Glicini took a graduate level applied sports psychology course with a room full of athletic directors for no academic credit. He stayed late and asked Gilbert questions incessantly. He called Gilbert during bicycle training sessions, sometimes breathing too heavy for Gilbert to discern Glicini’s questions. 

For Glicini, those conversations were like calling an older and wiser friend, like Matt Damon and Robin Williams chatting about life on a park bench in Good Will Hunting. Glicini views Gilbert as one of his closest confidants and chuckles at the thought of someone in their late 20s being so close to someone in their mid 70s. They call themselves “soldiers in the war against average.” 

“I don't think there's a person in the world that knows more about the physical, mental and emotional side of sports than Mark...Nobody outworks Mark Glicini,” said Dr. Roberts.

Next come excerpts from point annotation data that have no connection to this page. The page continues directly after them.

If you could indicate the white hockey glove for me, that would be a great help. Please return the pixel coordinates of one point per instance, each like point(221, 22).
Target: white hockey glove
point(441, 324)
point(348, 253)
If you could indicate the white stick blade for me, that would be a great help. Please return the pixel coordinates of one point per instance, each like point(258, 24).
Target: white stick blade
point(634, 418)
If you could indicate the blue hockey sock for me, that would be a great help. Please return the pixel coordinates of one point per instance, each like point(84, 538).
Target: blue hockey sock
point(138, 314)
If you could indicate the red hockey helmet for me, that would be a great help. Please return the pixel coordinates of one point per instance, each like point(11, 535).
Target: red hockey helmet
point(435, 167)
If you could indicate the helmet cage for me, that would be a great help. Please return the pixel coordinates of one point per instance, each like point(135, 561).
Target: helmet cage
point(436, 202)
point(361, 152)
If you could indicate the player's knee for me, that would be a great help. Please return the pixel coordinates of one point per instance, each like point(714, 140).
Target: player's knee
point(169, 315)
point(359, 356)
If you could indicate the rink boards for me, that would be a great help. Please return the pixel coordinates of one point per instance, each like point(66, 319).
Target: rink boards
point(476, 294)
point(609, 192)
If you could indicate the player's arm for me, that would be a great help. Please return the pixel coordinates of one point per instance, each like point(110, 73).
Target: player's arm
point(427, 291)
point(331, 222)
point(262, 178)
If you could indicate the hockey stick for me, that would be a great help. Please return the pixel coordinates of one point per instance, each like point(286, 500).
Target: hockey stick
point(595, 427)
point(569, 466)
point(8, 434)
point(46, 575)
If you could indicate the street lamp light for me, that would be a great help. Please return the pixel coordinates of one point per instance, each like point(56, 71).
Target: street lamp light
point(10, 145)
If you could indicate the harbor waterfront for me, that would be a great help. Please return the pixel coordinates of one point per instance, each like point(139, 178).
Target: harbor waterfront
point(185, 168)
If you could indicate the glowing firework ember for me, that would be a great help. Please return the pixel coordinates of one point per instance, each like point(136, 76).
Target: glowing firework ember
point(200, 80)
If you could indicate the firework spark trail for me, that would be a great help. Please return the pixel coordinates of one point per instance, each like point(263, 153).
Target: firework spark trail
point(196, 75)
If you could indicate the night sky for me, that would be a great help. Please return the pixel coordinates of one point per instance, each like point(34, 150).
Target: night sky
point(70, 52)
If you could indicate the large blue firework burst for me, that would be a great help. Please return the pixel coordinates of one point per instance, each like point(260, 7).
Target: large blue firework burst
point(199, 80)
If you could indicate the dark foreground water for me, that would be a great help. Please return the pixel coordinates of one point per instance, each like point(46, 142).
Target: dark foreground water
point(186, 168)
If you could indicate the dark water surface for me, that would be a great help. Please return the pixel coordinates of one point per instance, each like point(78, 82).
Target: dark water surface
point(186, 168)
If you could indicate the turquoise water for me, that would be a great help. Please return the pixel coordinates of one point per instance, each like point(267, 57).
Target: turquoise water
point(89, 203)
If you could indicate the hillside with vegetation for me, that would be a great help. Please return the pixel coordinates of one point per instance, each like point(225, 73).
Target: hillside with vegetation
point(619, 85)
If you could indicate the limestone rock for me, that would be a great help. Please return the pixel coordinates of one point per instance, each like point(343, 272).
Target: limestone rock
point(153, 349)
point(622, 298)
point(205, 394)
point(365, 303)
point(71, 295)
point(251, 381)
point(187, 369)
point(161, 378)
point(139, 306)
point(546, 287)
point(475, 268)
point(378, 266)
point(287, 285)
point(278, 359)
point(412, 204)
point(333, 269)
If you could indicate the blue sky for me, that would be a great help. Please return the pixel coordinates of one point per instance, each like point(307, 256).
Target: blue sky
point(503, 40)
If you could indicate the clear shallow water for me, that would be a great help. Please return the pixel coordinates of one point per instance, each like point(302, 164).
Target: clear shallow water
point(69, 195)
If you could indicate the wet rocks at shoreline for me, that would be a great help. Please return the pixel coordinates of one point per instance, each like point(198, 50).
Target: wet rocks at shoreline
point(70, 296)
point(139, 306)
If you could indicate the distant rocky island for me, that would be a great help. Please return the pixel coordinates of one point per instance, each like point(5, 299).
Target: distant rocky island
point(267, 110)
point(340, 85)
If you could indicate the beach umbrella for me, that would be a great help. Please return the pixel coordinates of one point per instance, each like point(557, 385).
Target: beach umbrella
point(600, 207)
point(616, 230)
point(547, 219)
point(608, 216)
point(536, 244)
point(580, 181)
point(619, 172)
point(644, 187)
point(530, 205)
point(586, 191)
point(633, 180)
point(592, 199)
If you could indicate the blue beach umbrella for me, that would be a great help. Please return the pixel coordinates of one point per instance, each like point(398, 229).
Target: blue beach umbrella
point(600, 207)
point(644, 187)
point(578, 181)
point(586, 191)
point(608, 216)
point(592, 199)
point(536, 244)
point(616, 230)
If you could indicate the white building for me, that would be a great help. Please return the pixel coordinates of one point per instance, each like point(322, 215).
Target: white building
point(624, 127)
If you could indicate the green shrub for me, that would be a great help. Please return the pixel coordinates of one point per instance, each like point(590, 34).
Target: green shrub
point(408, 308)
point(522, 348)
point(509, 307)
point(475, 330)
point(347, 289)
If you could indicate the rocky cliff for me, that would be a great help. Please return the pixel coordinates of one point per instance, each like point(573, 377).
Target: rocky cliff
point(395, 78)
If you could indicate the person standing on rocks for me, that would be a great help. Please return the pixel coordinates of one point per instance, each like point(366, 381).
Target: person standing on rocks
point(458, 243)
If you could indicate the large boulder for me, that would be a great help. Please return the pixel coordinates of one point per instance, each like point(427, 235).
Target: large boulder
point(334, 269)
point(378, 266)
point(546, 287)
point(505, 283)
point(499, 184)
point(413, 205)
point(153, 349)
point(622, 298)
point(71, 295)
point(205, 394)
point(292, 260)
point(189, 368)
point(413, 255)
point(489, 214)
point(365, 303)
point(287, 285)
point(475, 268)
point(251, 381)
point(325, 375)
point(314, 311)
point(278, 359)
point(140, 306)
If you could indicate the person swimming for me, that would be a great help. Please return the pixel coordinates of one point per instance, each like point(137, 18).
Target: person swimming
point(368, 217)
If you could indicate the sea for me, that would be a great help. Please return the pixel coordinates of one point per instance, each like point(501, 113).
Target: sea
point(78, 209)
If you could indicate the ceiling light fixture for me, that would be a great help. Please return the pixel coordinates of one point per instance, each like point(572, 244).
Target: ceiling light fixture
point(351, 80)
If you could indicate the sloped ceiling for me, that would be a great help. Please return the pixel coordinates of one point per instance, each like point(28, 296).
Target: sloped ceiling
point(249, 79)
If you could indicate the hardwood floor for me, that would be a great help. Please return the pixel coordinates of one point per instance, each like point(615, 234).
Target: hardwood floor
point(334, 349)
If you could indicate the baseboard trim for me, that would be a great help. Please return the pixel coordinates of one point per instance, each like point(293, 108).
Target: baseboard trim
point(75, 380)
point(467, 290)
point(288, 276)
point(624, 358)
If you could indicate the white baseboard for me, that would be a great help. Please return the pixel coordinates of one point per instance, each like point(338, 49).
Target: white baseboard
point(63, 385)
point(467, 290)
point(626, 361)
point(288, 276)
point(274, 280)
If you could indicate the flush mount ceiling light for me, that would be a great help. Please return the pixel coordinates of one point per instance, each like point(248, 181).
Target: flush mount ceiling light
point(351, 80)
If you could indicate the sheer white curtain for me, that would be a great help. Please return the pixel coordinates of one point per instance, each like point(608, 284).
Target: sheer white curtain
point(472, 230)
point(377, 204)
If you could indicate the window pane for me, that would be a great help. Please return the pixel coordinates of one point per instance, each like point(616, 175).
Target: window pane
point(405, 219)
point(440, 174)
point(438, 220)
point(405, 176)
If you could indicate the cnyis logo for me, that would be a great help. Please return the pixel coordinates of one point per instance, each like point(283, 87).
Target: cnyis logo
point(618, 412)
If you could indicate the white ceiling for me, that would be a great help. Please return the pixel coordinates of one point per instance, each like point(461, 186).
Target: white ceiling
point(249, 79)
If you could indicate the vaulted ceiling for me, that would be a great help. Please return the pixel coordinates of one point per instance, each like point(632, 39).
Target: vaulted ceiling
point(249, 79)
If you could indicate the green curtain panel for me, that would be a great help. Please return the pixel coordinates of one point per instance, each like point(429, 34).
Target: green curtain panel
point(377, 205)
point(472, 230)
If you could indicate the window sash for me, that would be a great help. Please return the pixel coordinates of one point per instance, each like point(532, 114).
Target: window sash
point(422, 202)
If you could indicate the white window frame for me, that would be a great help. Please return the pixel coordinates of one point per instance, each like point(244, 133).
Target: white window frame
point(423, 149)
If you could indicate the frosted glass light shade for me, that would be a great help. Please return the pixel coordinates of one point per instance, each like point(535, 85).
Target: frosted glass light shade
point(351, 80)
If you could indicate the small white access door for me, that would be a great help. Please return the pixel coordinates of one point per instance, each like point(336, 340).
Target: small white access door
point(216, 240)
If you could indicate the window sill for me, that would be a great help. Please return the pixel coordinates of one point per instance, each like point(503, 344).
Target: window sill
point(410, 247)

After two years serving as a teacher assistant with Dr. Gilbert, Glicini showed up at another door. He enrolled in a program with  Dr. Cristina Versari to pursue his master’s degree in Sport & Performance Psychology at San Diego University for Integrative Studies, focusing on the connection of mind, body and spirit. Dr. Versari spent years working with NBA players in the career development field and also helped Olympians master the mental game. 

She always asks those athletes a similar set of questions to which she learns the keys to the athlete’s success. The answers are always similar. The players stay later than everyone else. They outwork their peers. There’s always an underlying it factor with them. 

Dr. Versari didn’t just find the same with Gilcini, she witnessed it first hand. She’d discuss books in a lecture, just referencing them as a concept, not assigning a reading. Glicini would return to the next class having read the whole thing.

In more than 25 years of teaching, Dr. Versari had never given out an A-plus. No one had gone that far above and beyond. There had always been another accomplishment the student could reach. In Glicini’s first class with Dr.Versari, he earned an A-plus. 

“The level of persistence and determination he has is extraordinary,” Dr. Versari said. “Once he commits, he decides he's going to do that, he's all in.”

Glicini often goes “all in” without fully realizing it. The concept stems back to one of his first mental performance classes. In early lessons, Dr. Gilbert presents four giant headed stick figures to students. One head filled with mainly positive thoughts, another is primarily negative. There is also a balanced head, with a perfect mix of positive and negative thoughts, and finally a head with nothing inside it.

The neutral-minded performer always wins, Gilbert ways. The key to success isn’t thinking successfully. It’s thinking neutral and only controlling what can be controlled.

So when he’s staring down a 100mph shot, Glicini jumps. 

“I don't think twice about it,” Glicini says. “I never really have.”